Neste momento da minha Visita pastoral, à vossa Paróquia, antes de tudo quero agradecer aos vossos sacerdotes e elogiá-los pelo trabalho realizado com os seus colaboradores nestes trinta anos de actividade e particularmente nestes últimos tempos, tão difíceis e exigentes; ao mesmo tempo também agradeço-vos a adesão dada às várias iniciativas, o vosso empenho e a vossa boa vontade de tornar sempre mais fervorosa e sentida a vida da vossa Comunidade.

Contudo, como vós bem sabeis, o trabalho espiritual nunca deve ser considerado concluído por causa do número das iniciativas a serem visadas e realizadas, das almas a aproximar, ajudar e esclarecer. Por isso o meu augúrio e a minha exortação são estes: procurai de todos os modos formar uma " comunidade", que faz "comunhão", isto é, que sente viva a necessidade de fraternidade na luz e na graça de Cristo. Para poder agir assim, é preciso antes de tudo conhecer a fundo a própria fé cristã e deste modo depois comunicá-la e testemunhá-la.

Hoje, na sociedade moderna, o que mais tenta o cristão é a indiferença religiosa. É necessário reagir com todos os meios, bem sabendo que a verdade está em Cristo e que somente aceitando a sua mensagem se pode encontrar a verdadeira felicidade! Exorto-vos, portanto, a formar o "Conselho Pastoral", que possa ajudar os Sacerdotes de modo orgânico e constante e coordenar de maneira inteligente e eficaz as várias actividades; exorto todos à frequência aos Cursos de Instrução religiosa, absolutamente indispensável para se conhecer, viver e testemunhar a própria fé; e convido-vos a tornar-vos apóstolos da frequência festiva à Santa Missa, momento fundamental para todos se sentirem unidos na única fé e na concreta caridade.

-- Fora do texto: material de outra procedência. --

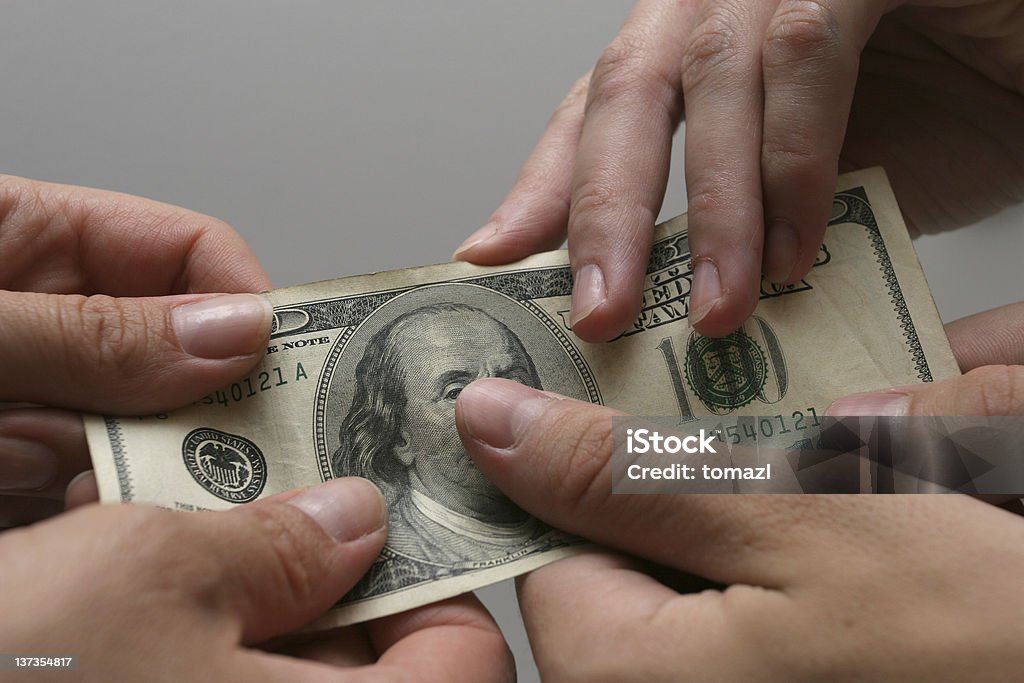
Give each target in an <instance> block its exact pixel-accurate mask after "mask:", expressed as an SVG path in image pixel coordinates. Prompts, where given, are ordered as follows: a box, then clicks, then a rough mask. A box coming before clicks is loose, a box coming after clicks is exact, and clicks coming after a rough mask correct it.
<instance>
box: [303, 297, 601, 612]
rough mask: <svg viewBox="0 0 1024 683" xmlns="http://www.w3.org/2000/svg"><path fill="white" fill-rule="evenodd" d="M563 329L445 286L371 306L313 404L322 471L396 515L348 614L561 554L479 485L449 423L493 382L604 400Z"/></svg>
mask: <svg viewBox="0 0 1024 683" xmlns="http://www.w3.org/2000/svg"><path fill="white" fill-rule="evenodd" d="M346 305H348V306H360V307H361V306H364V305H365V304H364V303H362V301H358V300H355V301H352V302H348V303H346ZM557 321H558V315H557V312H555V311H546V310H543V309H542V308H541V307H540V306H538V305H537V304H536V303H534V302H531V301H528V300H519V299H515V298H513V297H510V296H508V295H506V294H503V293H501V292H497V291H495V290H493V289H490V288H486V287H481V286H478V285H473V284H469V283H442V284H437V285H427V286H422V287H419V288H415V289H413V290H410V291H407V292H404V293H401V294H398V295H397V296H392V297H390V298H388V299H387V300H386V301H385V302H383V303H380V302H379V301H378V302H374V304H373V308H372V309H371V310H369V311H368V312H367V313H366V314H365V317H364V318H362V321H361V323H360V324H359V325H358V326H357V327H356V328H354V329H350V330H349V331H348V332H347V333H345V334H343V335H342V336H340V337H339V339H338V341H337V342H336V344H335V346H334V347H333V349H332V351H331V352H330V354H329V358H328V360H327V361H326V366H325V368H326V370H325V373H324V376H323V378H322V390H321V398H319V399H318V400H319V402H318V407H319V408H318V409H317V415H318V416H319V417H318V418H317V420H318V421H319V422H318V423H317V425H318V426H317V434H318V436H317V438H318V441H317V443H318V445H317V452H318V453H319V454H321V455H319V458H321V459H322V460H321V462H322V465H321V466H322V468H324V469H323V470H322V471H323V472H324V476H325V478H327V477H330V476H361V477H366V478H368V479H371V480H372V481H374V482H375V483H376V484H377V485H378V486H379V487H380V488H381V490H382V492H383V493H384V496H385V498H386V499H387V503H388V509H389V511H390V519H389V533H388V542H387V545H386V546H385V548H384V551H383V552H382V553H381V556H380V558H379V559H378V561H377V562H376V563H375V564H374V566H373V568H371V570H370V571H369V572H368V573H367V575H366V577H365V578H364V580H362V581H361V582H360V583H359V585H357V586H356V587H355V588H354V589H353V590H352V591H351V592H349V594H348V595H347V596H346V598H345V601H346V602H347V601H354V600H359V599H361V598H362V597H366V596H370V595H379V594H381V593H382V592H388V591H394V590H400V589H401V588H403V587H409V586H414V585H416V584H419V583H421V582H426V581H432V580H437V579H442V578H445V577H453V575H457V574H460V573H464V572H467V571H474V570H477V569H482V568H488V567H495V566H498V565H500V564H502V563H504V562H506V561H511V560H513V559H516V558H521V557H524V556H526V555H528V554H530V553H534V552H541V551H543V550H545V549H547V548H551V547H562V546H564V544H565V543H566V541H565V539H566V538H567V537H566V536H565V535H562V533H560V532H555V531H553V530H552V529H550V528H549V527H547V526H545V525H544V524H543V523H541V522H539V521H538V520H536V519H534V518H531V517H529V516H528V515H526V514H525V513H524V512H523V511H522V510H520V509H519V508H518V507H516V506H515V505H514V504H513V503H512V502H511V501H509V500H508V499H507V498H506V497H505V496H504V495H503V494H502V493H501V492H500V490H499V489H498V488H497V487H496V486H495V485H494V484H492V483H490V482H489V481H488V480H487V479H486V478H485V477H484V476H483V474H482V473H481V472H480V471H479V470H478V469H477V468H476V466H475V465H474V463H473V461H472V459H471V458H470V457H469V454H468V453H466V450H465V447H464V446H463V444H462V440H461V439H460V438H459V433H458V430H457V429H456V423H455V405H456V400H457V399H458V397H459V394H460V392H461V391H462V389H463V388H465V387H466V386H468V385H469V384H470V383H471V382H473V381H475V380H477V379H481V378H486V377H501V378H506V379H510V380H514V381H516V382H521V383H522V384H525V385H527V386H531V387H535V388H538V389H545V390H551V391H557V392H559V393H562V394H565V395H568V396H572V397H574V398H581V399H584V400H595V401H598V400H600V398H599V395H598V394H597V392H596V384H595V383H594V382H593V378H592V377H591V375H590V371H589V369H588V368H587V366H586V364H584V362H583V361H582V359H581V357H580V355H579V352H578V351H577V349H575V346H574V345H573V343H572V342H571V341H570V340H569V339H568V337H567V336H566V335H565V334H564V332H563V331H562V330H561V329H560V328H559V327H558V323H557Z"/></svg>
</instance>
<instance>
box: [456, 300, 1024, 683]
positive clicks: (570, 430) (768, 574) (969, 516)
mask: <svg viewBox="0 0 1024 683" xmlns="http://www.w3.org/2000/svg"><path fill="white" fill-rule="evenodd" d="M946 329H947V333H948V335H949V338H950V341H951V343H952V347H953V351H954V353H955V355H956V357H957V359H958V360H959V364H961V368H962V370H964V371H965V372H966V373H967V374H966V375H964V376H963V377H958V378H953V379H949V380H945V381H943V382H936V383H934V384H926V385H920V386H914V387H901V388H898V389H893V390H888V391H883V392H879V393H876V394H861V395H857V396H852V397H847V398H844V399H841V400H839V401H836V402H835V403H834V404H833V407H831V408H830V409H829V412H830V413H833V414H838V415H935V416H945V415H996V416H998V415H1024V402H1022V396H1024V372H1022V367H1021V365H1020V364H1021V362H1022V360H1024V356H1022V350H1021V349H1024V304H1015V305H1013V306H1005V307H1002V308H998V309H995V310H993V311H989V312H986V313H981V314H978V315H974V316H971V317H969V318H965V319H963V321H957V322H955V323H952V324H950V325H948V326H947V328H946ZM998 364H1014V365H998ZM613 415H616V413H615V412H614V411H611V410H609V409H606V408H602V407H598V405H593V404H591V403H586V402H582V401H577V400H573V399H569V398H560V397H558V396H555V395H554V394H550V393H544V392H540V391H537V390H535V389H531V388H528V387H525V386H522V385H520V384H516V383H514V382H510V381H508V380H499V379H487V380H479V381H477V382H474V383H473V384H471V385H470V386H468V387H467V388H466V389H464V390H463V391H462V393H461V395H460V397H459V402H458V405H457V420H458V424H459V430H460V433H461V435H462V438H463V442H464V443H465V444H466V447H467V450H468V451H469V453H470V454H471V455H472V456H473V459H474V462H475V463H476V464H477V466H478V467H479V468H480V470H481V471H482V472H483V473H484V474H486V475H487V476H488V477H489V478H490V479H492V480H493V481H495V483H497V484H498V486H499V487H500V488H501V489H502V490H503V492H504V493H505V494H506V495H508V496H509V498H511V499H512V500H513V501H514V502H515V503H517V504H518V505H520V506H521V507H522V508H523V509H525V510H526V511H528V512H530V513H532V514H534V515H536V516H538V517H539V518H541V519H543V520H544V521H546V522H548V523H550V524H552V525H555V526H558V527H560V528H563V529H565V530H568V531H572V532H575V533H579V535H581V536H584V537H587V538H589V539H591V540H593V541H595V542H597V543H601V544H604V545H605V546H607V547H608V548H610V549H614V550H618V551H623V552H624V553H628V554H629V556H631V557H630V558H627V557H624V556H621V555H615V554H610V553H598V554H590V555H581V556H578V557H573V558H569V559H566V560H562V561H560V562H557V563H555V564H552V565H549V566H547V567H543V568H541V569H538V570H536V571H534V572H532V573H530V574H528V575H527V577H525V578H523V579H521V580H520V583H519V596H520V604H521V607H522V613H523V620H524V622H525V624H526V629H527V633H528V634H529V639H530V644H531V646H532V648H534V652H535V656H536V659H537V663H538V667H539V668H540V671H541V673H542V675H543V676H544V677H545V679H546V680H547V679H548V678H550V679H551V680H557V681H601V680H614V681H634V680H635V681H645V682H647V681H701V682H702V681H718V680H722V681H734V680H742V681H780V682H782V681H784V682H786V683H799V682H801V681H818V680H829V681H837V682H839V681H851V682H852V681H864V680H868V681H876V680H878V681H921V680H927V681H937V682H938V681H950V682H952V681H963V680H971V681H1008V680H1016V679H1017V678H1018V677H1019V672H1020V670H1021V668H1022V667H1024V655H1022V653H1024V647H1022V646H1024V637H1022V635H1021V634H1022V630H1021V616H1020V615H1021V613H1024V595H1022V594H1021V591H1020V590H1019V584H1020V572H1021V570H1022V569H1024V519H1022V518H1021V517H1019V516H1017V515H1014V514H1012V513H1011V512H1008V511H1007V510H1002V509H999V508H997V507H993V506H991V505H989V504H988V503H985V502H982V501H980V500H976V499H974V498H969V497H966V496H952V495H950V496H779V495H764V496H752V495H731V496H730V495H718V496H716V495H688V496H687V495H676V496H672V495H662V496H653V495H634V496H629V495H612V494H611V470H610V457H611V444H612V439H611V418H612V416H613ZM993 502H998V501H997V500H993ZM1016 507H1017V508H1019V504H1018V505H1017V506H1016ZM694 587H696V588H694ZM699 589H702V590H699Z"/></svg>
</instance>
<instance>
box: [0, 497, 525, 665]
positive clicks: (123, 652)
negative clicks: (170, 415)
mask: <svg viewBox="0 0 1024 683" xmlns="http://www.w3.org/2000/svg"><path fill="white" fill-rule="evenodd" d="M386 539H387V509H386V507H385V505H384V500H383V497H382V496H381V495H380V492H378V490H377V488H376V487H375V486H374V485H373V484H371V483H370V482H368V481H366V480H365V479H357V478H342V479H334V480H331V481H329V482H328V483H325V484H322V485H319V486H314V487H311V488H306V489H303V490H296V492H289V493H287V494H280V495H278V496H274V497H271V498H268V499H265V500H262V501H259V502H257V503H253V504H250V505H245V506H241V507H239V508H236V509H233V510H230V511H227V512H197V513H180V512H172V511H169V510H160V509H156V508H146V507H142V506H133V505H124V506H100V505H87V506H84V507H81V508H78V509H75V510H73V511H70V512H68V513H67V514H62V515H59V516H57V517H54V518H53V519H50V520H47V521H44V522H40V523H38V524H35V525H33V526H30V527H27V528H20V529H13V530H10V531H7V532H5V533H3V535H0V556H2V557H3V558H4V562H3V563H2V565H0V594H2V595H3V596H4V615H5V618H4V620H2V621H0V650H2V651H4V652H24V653H49V654H54V655H56V654H68V655H72V654H73V655H76V656H77V657H78V668H77V669H76V670H74V671H60V670H52V671H53V672H54V674H55V675H51V679H52V680H61V681H65V680H90V681H141V680H173V681H227V680H231V681H254V682H261V681H266V682H269V681H344V682H351V683H364V682H366V683H370V682H375V683H377V682H384V681H411V680H416V681H425V682H430V681H436V682H437V683H458V682H462V681H464V682H465V683H486V682H494V683H507V682H509V681H513V680H515V669H514V665H513V663H512V657H511V654H510V652H509V650H508V648H507V646H506V645H505V641H504V639H503V638H502V634H501V631H499V629H498V626H497V625H496V624H495V623H494V621H493V620H492V618H490V616H489V614H487V612H486V610H485V609H484V608H483V606H482V605H481V604H480V603H479V602H478V601H477V600H476V599H475V598H473V597H472V596H463V597H460V598H454V599H452V600H445V601H443V602H440V603H437V604H434V605H430V606H428V607H422V608H420V609H415V610H412V611H409V612H404V613H401V614H395V615H393V616H388V617H386V618H382V620H378V621H376V622H372V623H369V624H366V625H360V626H356V627H348V628H345V629H341V630H336V631H332V632H328V633H325V634H322V635H312V636H310V635H306V636H305V637H304V638H303V639H301V640H295V639H293V640H288V641H283V640H280V639H279V640H278V641H276V642H275V644H267V641H268V640H270V639H274V638H278V637H280V636H284V635H286V634H288V633H290V632H293V631H295V630H296V629H299V628H300V627H302V626H304V625H305V624H307V623H309V622H310V621H312V620H313V618H315V617H316V616H318V615H319V614H322V613H323V612H325V611H326V610H327V609H328V608H330V607H331V605H332V604H334V603H335V602H336V601H337V600H338V599H339V598H340V597H341V596H342V595H344V593H345V592H346V591H347V590H348V589H350V588H351V587H352V586H353V585H355V582H356V581H358V579H359V577H361V575H362V573H364V572H365V571H366V570H367V569H368V568H370V565H371V564H372V563H373V561H374V560H375V559H376V558H377V556H378V554H379V553H380V550H381V548H382V547H383V546H384V542H385V540H386ZM34 673H36V674H40V675H41V672H39V671H38V670H37V671H36V672H34ZM31 678H33V677H30V679H31ZM51 679H50V678H47V679H44V678H40V679H39V680H51ZM6 680H25V674H24V672H16V671H15V670H7V671H0V681H6Z"/></svg>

Invocai o vosso Santo Padroeiro, o filósofo Justino, que, como sabeis, sequioso de luz interior e de verdade a respeito do sentido da vida, com a pesquisa metódica e rigorosa, se converteu do paganismo ao cristianismo. E sentiu tanta alegria pela verdade alcançada, que se tornou o seu defensor contra tantas acusações e calúnias que se difundiam então contra o Cristianismo, escreveu as duas magníficas "Apologias" e não temeu morrer mártir em defesa da verdade! São Justino vos ilumine! Que ele faça que vos torneis todos amantes e pesquisadores da verdade, especialmente os jovens! Ao Prefeito Rústico que lhe perguntava, segundo quanto se lê nos "Actos dos Mártires": "Supões de verdade que subirás ao céu para ali receber uma bela recompensa?"; São Justino respondia com corajosa clareza: "Não o suponho, mas o sei com certeza e disto estou plenamente persuadido!". Auguro a todos a certeza e a coragem do santo Mártir, a fim de que a vossa Paróquia seja sempre mais unida, mais fraterna e mais fervorosa!

7. Através da presente liturgia ressoam quase os dois principais brados, que reflectem o importante conteúdo das suas leituras.

Um só é o brado do homem consciente da sua eterna "herança" e do seu "destino":

— "Protegei-me, ó Deus; em Vós está o meu refúgio"!

O outro é o apelo de Cristo:

— "Vigiai e estai preparados" (Cântico do Evangelho: Mt 24, 42) para poderdes aparecer diante do Filho do homem.

Que estes dois brados permaneçam sempre nos vossos corações.